Accordingly, the style of cause shall be amended so that the Defendant shall be His Majesty the King in Right of Ontario.
Conclusion
Ms. Botosh is a skilled individual, who has experienced significant challenges during her life. Nothing in this decision should be seen as minimizing the difficulties Ms. Botosh has encountered over the years. Ms. Botosh said that her life has been held hostage as a result of the events that led to this litigation. It might not matter much to her, but it is important for me to note that I have a great deal of sympathy for the struggles she has faced over the years. However, as I said at the beginning of this decision, my job is to apply the law, especially the particular legal test, to the facts as demonstrated by the evidence, not to make decisions based solely on compassion.
For the foregoing reasons, I am not satisfied that the record supports a reasonable possibility of success on her claim of fraudulent misrepresentation and all other claims except operational negligence. Therefore, I deny leave for Ms. Botosh to continue these claims. Pursuant to s. 17(10)(b), the proceeding is rendered a nullity in respect of all of Ms. Botosh’s claims except for the allegation of operational negligence.
As a result of the Crown’s consent, the stay is lifted only with respect to the claim of operational negligence.
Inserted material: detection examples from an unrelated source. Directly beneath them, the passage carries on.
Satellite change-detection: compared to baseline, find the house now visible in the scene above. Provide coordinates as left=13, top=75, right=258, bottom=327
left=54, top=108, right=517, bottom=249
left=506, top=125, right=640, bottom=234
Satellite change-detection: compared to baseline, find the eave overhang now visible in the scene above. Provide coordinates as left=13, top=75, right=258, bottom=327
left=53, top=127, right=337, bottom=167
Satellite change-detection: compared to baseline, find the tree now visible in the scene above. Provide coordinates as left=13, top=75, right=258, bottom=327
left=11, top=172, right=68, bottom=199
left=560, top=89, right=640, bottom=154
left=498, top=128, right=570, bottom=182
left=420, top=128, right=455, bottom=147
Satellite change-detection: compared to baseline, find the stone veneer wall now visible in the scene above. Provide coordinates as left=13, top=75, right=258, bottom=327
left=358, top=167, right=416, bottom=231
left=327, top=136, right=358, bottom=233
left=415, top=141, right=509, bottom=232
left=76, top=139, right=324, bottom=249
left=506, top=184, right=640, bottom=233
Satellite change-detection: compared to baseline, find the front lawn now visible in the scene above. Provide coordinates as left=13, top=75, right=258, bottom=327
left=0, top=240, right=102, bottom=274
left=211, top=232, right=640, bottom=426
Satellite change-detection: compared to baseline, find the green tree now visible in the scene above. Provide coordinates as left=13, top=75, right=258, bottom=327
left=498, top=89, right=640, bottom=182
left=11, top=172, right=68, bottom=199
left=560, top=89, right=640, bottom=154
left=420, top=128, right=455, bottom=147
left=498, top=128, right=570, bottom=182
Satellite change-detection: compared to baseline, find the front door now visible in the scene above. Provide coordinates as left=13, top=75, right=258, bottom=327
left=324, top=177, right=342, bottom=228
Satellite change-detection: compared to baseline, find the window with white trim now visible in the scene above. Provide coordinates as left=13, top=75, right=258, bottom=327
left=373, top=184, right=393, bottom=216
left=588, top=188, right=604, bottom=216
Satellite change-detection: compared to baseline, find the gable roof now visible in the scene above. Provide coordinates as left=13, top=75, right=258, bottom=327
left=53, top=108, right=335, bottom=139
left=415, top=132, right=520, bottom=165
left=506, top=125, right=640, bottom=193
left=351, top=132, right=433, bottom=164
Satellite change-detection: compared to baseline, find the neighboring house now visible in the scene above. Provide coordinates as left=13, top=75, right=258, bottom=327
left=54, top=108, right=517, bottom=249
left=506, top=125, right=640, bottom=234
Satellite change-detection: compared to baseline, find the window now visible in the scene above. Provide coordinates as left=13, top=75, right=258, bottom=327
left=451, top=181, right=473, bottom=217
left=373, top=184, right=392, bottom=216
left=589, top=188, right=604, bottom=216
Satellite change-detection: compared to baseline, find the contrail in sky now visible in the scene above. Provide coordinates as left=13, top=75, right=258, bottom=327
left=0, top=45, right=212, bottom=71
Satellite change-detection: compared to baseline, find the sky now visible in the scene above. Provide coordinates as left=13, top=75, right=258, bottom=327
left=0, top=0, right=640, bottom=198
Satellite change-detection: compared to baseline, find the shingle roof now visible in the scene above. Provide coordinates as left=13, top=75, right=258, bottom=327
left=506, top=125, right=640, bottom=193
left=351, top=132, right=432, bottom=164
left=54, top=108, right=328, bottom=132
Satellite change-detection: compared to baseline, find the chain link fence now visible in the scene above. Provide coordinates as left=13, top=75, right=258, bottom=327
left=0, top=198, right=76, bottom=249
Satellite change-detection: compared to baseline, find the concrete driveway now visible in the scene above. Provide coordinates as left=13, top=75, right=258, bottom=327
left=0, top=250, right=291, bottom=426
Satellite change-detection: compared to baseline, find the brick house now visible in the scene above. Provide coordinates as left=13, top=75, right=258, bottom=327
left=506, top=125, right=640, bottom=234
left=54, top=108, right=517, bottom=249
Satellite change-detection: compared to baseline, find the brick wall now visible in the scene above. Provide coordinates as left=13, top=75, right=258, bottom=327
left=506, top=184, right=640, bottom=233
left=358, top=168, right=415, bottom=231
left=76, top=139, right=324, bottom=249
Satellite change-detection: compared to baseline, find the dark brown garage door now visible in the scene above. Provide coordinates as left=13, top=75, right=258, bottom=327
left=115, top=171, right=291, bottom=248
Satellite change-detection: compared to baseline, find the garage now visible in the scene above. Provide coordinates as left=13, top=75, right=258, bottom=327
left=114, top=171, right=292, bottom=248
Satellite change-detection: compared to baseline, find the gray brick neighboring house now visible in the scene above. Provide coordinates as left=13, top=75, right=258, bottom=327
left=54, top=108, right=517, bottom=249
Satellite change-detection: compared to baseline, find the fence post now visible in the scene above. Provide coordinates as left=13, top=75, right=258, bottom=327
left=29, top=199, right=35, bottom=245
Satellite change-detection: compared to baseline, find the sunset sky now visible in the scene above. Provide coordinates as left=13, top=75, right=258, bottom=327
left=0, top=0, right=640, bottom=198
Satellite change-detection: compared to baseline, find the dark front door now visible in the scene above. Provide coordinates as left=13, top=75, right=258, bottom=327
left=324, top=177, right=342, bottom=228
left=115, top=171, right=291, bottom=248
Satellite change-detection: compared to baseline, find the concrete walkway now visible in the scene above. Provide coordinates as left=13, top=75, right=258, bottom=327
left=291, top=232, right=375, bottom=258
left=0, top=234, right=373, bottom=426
The style of cause shall be amended so that the Defendant shall be His Majesty the King in Right of Ontario.
Pursuant to s. 17(8), each party shall bear their own costs of the motion.
Associate Justice Kamal
DATE: March 13, 2026
Footnotes
- See for example Ray v. Ontario, 2025 ONSC 5562, at paras. 12-14; Aboagye v. Ontario, 2025 ONSC 4950, at para. 18.
- While bad faith is not an element of the tort of negligence and a pleading of bad faith does not create a duty of care, there may be cases in which a negligence claim engages section 17. The Court of Appeal noted that a determination of whether the relevant standard of care was breached may engage concepts of bad faith See J.B. v. Ontario (Child and Youth Services), 2020 ONCA 198, leave to appeal refused Y.M., et al. v. Her Majesty the Queen in Right of Ontario, et al., 2020 74015, leave to appeal refused J.B. v. Her Majesty the Queen in Right of Ontario as represented by the Minister of Child and Youth Services and the Minister of Health and Long-Term Care, et al., 2020 74017 (SCC). See also R. v. Campbell [2022] O.J. No. 1585 (Ont. S.C.J.) and His Majesty the King in Right of Ontario v. Dell, 2024 ONSC 613. In both of these cases, the plaintiff agreed that s. 17 applied to their negligence claim.
- Mariani v. Lemstra (2004), 2004 50592 (ON CA), 246 D.L.R. (4th) 489 (Ont. C.A.), at para. 12, leave to appeal refused, [2004] S.C.C.A. No. 355; 1000425140 Ontario Inc. v. 1000176653 Ontario Inc., 2024 ONCA 610, 500 D.L.R. (4th) 639, at para. 24; Chaba v. Khan, 2020 ONCA 643, at para. 15, leave to appeal refused, [2020] S.C.C.A. No. 442; Midland Resources Holding Ltd. v. Shtaif, 2017 ONCA 320, 135 O.R. (3d) 481, at para. 162; Amertek Inc. v. Canadian Commercial Corp. (2005), 2005 23220 (ON CA), 76 O.R. (3d) 241, at para. 63, leave to appeal refused, [2005] S.C.C.A. No. 439; P. (P.) v. D. (D.), 2017 ONCA 180, 137 O.R. (3d) 138, at para. 41; Bruno Appliance and Furniture, Inc. v. Hryniak, 2014 SCC 8, [2014] 1 S.C.R. 126, at para. 21.